The speculations swirled as the debate rages on exorbitant banking fees and with government regulators moving closer to crack down on unpopular banking fees, analysts said that the banking sector could move ahead and adjust the fees they impose to placate both the federal government and the Australian public.

With threats of impending law suits expected to rise from the controversial banking fees, analysts said banks may have to implement significant adjustments on the $900 they usually demand from borrowers applying for a switch on their home loan providers within the initial four years of the loan agreement.

As more public attention is attracted by the banking debate, the federal government revealed over the weekend that it would enforce new regulations to push down banking fees, a move characterised by Prime Minister Julia Gillard as a way to encourage a healthier competition in the banking industry.

Ms Gillard added that the new banking measures would ensure that unfair mortgage exit fees would be neutralised and unshackle bank clients from one-sided banking deals, effectively empowering them to exercise more options.

The new measures, however, could prove ineffective without the presence of more competition in the banking sector, according to opposition leader Tony Abbot.

Mr Abbot maintained that the reforms suggested by the federal government have been long delayed, stressing at the same time that "unless the banks are truly competing, making it easier to change from one identical loan to another identical loan isn't necessarily such a great outcome."

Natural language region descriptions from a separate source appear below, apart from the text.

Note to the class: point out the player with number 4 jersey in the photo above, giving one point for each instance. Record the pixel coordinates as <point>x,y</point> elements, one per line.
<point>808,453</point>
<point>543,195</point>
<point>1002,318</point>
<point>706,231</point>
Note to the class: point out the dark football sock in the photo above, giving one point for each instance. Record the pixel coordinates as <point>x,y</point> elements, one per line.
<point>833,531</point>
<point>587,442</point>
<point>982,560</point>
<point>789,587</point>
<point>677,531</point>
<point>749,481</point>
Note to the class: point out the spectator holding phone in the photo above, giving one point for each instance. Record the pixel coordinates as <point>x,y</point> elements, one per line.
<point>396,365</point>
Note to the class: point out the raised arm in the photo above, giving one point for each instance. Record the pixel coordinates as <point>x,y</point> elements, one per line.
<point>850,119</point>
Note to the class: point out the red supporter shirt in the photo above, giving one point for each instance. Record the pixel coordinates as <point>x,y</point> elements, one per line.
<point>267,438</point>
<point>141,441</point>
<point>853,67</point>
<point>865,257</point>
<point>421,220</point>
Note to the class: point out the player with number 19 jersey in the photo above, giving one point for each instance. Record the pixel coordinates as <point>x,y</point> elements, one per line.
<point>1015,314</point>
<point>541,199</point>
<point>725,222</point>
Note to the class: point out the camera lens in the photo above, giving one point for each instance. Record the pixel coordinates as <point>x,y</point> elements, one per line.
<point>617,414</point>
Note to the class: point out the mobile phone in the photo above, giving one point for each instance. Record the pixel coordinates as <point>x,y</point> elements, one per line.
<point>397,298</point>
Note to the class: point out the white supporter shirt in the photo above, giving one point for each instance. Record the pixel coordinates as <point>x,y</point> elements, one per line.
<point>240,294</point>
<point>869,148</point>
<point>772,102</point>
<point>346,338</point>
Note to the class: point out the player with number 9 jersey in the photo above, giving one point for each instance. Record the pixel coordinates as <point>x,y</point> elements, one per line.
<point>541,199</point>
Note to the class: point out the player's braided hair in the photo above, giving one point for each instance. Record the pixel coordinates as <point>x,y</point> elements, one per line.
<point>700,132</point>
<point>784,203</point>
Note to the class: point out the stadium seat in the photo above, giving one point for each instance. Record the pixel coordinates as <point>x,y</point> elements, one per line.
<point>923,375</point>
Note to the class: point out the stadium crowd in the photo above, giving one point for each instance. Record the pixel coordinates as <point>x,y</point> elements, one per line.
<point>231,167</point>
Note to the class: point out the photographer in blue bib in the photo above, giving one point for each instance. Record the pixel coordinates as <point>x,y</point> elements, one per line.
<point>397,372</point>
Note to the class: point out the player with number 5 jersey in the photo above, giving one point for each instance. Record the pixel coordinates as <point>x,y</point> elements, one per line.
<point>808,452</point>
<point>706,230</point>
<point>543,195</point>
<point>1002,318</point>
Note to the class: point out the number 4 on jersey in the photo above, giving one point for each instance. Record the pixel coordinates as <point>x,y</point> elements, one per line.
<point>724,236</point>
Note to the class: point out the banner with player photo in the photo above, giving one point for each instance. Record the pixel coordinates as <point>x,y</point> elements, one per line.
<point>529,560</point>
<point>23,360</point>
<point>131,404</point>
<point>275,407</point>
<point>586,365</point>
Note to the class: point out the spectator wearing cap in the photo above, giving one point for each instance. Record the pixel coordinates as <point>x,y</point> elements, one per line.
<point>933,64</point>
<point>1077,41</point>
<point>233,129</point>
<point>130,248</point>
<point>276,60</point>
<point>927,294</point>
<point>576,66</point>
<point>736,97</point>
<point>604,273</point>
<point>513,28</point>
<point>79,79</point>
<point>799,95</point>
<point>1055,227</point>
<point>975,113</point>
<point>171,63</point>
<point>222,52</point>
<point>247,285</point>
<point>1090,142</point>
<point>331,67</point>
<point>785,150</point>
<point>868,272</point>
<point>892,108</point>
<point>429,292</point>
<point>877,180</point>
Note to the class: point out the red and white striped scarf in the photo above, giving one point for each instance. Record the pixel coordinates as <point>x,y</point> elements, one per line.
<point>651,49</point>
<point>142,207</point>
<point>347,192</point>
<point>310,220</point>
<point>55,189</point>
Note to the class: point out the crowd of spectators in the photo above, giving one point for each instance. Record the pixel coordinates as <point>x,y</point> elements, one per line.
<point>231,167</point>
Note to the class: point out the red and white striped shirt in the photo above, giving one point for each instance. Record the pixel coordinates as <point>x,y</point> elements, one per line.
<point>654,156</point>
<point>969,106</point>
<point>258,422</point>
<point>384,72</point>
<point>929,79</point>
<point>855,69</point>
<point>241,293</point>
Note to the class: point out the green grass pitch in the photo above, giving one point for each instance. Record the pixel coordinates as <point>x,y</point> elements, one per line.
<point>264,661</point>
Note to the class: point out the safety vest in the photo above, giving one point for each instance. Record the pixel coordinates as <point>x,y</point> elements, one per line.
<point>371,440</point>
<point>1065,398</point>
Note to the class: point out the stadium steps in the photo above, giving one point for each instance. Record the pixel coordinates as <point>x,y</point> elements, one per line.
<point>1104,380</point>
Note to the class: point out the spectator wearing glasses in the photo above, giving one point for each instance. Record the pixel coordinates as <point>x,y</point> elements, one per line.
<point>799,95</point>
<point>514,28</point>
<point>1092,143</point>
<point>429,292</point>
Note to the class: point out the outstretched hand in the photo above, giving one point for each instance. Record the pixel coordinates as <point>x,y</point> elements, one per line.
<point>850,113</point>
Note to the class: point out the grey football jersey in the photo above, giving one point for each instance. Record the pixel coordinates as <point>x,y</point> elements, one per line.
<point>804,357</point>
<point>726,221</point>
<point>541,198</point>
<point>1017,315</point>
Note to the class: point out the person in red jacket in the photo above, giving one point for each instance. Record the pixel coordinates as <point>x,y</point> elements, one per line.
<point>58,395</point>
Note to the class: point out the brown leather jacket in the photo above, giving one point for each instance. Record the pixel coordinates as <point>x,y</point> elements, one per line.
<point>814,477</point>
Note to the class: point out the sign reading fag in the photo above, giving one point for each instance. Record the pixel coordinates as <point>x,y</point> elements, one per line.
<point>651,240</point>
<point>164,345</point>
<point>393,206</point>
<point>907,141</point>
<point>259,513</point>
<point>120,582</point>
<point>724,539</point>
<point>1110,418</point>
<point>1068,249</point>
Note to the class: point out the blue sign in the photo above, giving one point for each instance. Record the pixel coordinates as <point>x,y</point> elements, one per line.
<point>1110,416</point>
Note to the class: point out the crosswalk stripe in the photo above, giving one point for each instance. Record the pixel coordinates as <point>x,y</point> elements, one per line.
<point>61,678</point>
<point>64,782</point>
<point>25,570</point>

In pursuit of its campaign to institute banking reforms, the Coalition announced last week that it would push for a private members' bill that seeks further empowerment of the Australian Competition and Consumer Commission (ACCC) in checking anti-competitive banking policies in the industry, which opposition treasury spokesman Joe Hockey is set to file once the parliament resumes its session on November 15.

Calls for the federal government to check on rising interest rates being imposed by major banks snowballed when the Commonwealth Bank of Australia (CBA) decided to lift its rates by 45 basis points following the Reserve Bank of Australia's (RBA) move to push up the cash rate from 4.5 percent to 4.75 percent in November.

CBA's controversial rates lift stirred the banking debates as Westpac, ANZ and NAB were expected to follow suit and announce their own share of increase rates this week.

Reports also circulated that the four major banks were actively lobbying for changes on the country's tax laws, arguing that they needed to be spared from millions more of taxes in light of the imminent imposition of new global capital and liquidity requirements in the industry.

The proposal, however, earned the ire of the Consumer Action Law Centre which countered that the new rules were meant to deliver more benefits to consumers and its was distasteful on the part of the major banks to dodge the costs by pushing forward for self-serving tax cuts.